Just a quick post to keep me in the game…

It’s been hectic. I spoke about work-life balance and how it just wasn’t happening last week… Well I had a lovely weekend back home, but it’s still not quite there yet.

I got back this morning at about 9.05. I had to be at work at 10, but I’ve been a bit gross from the food I’ve been eating, bloated and gassy etc. I knew I needed to get back on my eating plan.

Somehow this morning, I managed to prep 5 days of meal 2, 3 and 4’s, in under an hour.

It’s actually quite a bit less than an hour. I got here, unpacked my bags, changed my shirt, checked the turtle, then ummed and aahed about prep before SMASHING it.

Going to be so much easier to eat healthy and feel good this week.
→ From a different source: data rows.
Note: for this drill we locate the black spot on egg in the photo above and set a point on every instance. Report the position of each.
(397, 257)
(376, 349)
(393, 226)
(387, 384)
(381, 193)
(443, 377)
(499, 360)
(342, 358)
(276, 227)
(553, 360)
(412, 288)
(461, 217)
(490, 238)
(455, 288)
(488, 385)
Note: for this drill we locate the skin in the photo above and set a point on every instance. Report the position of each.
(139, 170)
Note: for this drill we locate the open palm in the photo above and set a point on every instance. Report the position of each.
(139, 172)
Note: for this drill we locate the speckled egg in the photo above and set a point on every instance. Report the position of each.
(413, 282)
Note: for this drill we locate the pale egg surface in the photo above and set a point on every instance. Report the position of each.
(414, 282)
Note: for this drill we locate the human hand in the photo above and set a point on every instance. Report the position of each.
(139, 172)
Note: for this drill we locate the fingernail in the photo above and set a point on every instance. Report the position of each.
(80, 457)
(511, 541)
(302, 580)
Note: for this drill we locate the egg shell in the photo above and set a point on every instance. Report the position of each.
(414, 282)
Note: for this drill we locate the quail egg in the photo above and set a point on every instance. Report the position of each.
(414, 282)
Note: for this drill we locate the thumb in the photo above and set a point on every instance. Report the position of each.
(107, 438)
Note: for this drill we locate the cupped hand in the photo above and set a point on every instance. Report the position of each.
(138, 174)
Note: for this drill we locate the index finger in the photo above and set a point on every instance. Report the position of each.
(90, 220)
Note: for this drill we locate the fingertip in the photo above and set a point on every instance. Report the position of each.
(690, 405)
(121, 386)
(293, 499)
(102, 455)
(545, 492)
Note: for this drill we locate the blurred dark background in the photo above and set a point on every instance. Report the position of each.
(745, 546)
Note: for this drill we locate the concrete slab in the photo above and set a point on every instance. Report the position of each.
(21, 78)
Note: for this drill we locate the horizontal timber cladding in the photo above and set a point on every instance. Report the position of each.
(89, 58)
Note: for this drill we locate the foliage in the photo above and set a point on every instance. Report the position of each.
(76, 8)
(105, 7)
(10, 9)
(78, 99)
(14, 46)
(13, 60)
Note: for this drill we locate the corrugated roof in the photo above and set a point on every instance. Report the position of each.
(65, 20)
You may be wondering what I mean by this meal prep.  It’s not the standard meal prep from other homemaker-y blogs.

This is more from the fitness and bodybuilder industry.

You see as part of my recent Sarah Davis 12 Week Custom Challenge I recieved an eating plan from Dayni Baker at Finesse Nutrition. I was off it all last week, and my body is telling me about it.

The basic philosophy is that you spend a few hours on the weekend making all your meals for the week.  Then all you have to do is eat (and possibly reheat).

I prep meal 2, 3 and 4 (aka morning tea  lunch and afternoon tea). They look something like this:

Meal 2: 130g natural yoghurt and an apple

Meal 3: 90g lemon pepper flavoured tofu, 80g brown rice and quinoa mix and a laaaarge salad with a table spoon each balsamic and olive oil

Meal 4: 50g skinny hommus, carrot sticks and 20g brazil nuts.

My eating plan is specially tailored to me and my goals. It is full of amazing options, but these 3 are my favourites. I can eat them every day for a month.

Mostly I’m just writing because I’m so impressed I smashed prep in about 35-40 min. The rest of my week has been made much easier!